前日夜に田老入りしたパティシエ6名シェフ1名は早朝から準備、バスでやってきた宮古水産高校の生徒29名に数種類のスイーツとクッキー焼成を教えながらの実習、帝国ホテル望月シェフが総指揮をとりました。業務用の厨房に入るのも初めての子供達が、大量の苺、バター、ナッツ、栗などと格闘しながら大盛り上がりで頑張り、聞いてみたら「楽しいです??」この時点で企画して良かったと思ってました。メトロポリタン エドモントの石田シェフは昨年に引き続き参加、病気した時にこの子達からのお見舞い寄せ書きに力を貰って治ったとの話したとき、中心になった進めてくれた子供たちが涙を流している姿を見て、こちらももらい泣きしました。そんな素晴らしい再会があった授業でもありました。

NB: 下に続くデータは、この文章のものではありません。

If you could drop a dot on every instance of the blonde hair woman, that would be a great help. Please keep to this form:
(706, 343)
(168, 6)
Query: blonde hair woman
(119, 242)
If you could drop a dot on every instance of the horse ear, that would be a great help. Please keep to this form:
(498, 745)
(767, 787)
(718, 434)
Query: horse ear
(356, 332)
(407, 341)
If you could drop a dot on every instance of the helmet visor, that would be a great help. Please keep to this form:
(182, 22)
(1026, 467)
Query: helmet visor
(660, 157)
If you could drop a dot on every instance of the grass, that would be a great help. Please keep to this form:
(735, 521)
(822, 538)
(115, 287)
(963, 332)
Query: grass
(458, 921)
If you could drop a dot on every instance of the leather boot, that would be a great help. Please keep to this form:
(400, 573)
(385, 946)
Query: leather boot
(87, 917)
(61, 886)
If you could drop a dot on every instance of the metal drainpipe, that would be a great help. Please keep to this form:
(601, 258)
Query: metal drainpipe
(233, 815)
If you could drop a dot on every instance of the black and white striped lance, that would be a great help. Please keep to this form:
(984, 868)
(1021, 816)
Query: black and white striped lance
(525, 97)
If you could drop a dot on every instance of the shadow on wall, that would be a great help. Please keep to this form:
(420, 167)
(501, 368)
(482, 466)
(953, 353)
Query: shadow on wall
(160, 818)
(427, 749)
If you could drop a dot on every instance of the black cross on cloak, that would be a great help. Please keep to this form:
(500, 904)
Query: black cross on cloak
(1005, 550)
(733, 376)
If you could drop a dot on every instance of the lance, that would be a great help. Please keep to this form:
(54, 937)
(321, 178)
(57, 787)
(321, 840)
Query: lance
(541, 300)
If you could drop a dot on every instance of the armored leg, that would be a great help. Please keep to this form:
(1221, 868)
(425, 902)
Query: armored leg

ケーキ授業の後、ホテルカレーでの昼食前に子供達はまた違う素晴らしい授業、それは紅茶セミナーです。ダージリンのファーストフラッシュ、セカンドフラッシュ、オータムナルの飲み比べという貴重な体験を担当してくれたのは東北訪問デビューの株式会社リーフルの三田村氏です。様々な準備有難うございました。
本番の「アフタヌーンティの会」には当初見込み通り200名のお客様に来て頂きましたが、料理ボランティアの会のパティシエが地元の子供達の手伝いを得て作った超美味しいケーキの数々とこれまたインドから輸入した本場の素晴らしい香りダージリン紅茶を飲んで頂きました。各テーブルに一人づつ宮古水産高校の生徒が担当して付き、お運びや手が空いた時には着席して交流してもらうという微笑ましい時間もありました。そして・・・料理ボランティアの会賛助会員でもある溝口肇氏のチェロコンサート、幸せそうなご表情、涙を流されている方もいらして、最後に何名もの方から「来年も来てください!」とのお言葉、本当にお喜び頂けたと思っています。
地元の子供たちが作ったお菓子を仮設住宅に住まわれている方にお食べ頂き、交流する手伝いをさせて頂くという裏方の業務ですが、なんといっても被災地の復興を担うのは地元の若者です。彼らを応援し、刺激ある体験をしてもらうために料理ボランティアの会ができるひとつの形であると思います。
東京からの参加者は望月完次郎(帝国ホテル)二上友美(二葉製菓学校)、石田日出男(ホテルメトロポリタン エドモント) 内藤武志(ザ・プリンス パークタワー東京)、三田村和彦(リーフル)、溝口 肇(チェリスト)、盛岡からの参加者はホテルメトロポリタン盛岡の高橋 均、熊谷 崇、山下 学の各氏でした。そして宮古水産高校の熊谷校長、村上先生、生徒さん達、船越博之さんはじめホテルグリーンピア三陸みやこの皆様、皆様大変お疲れ様でした。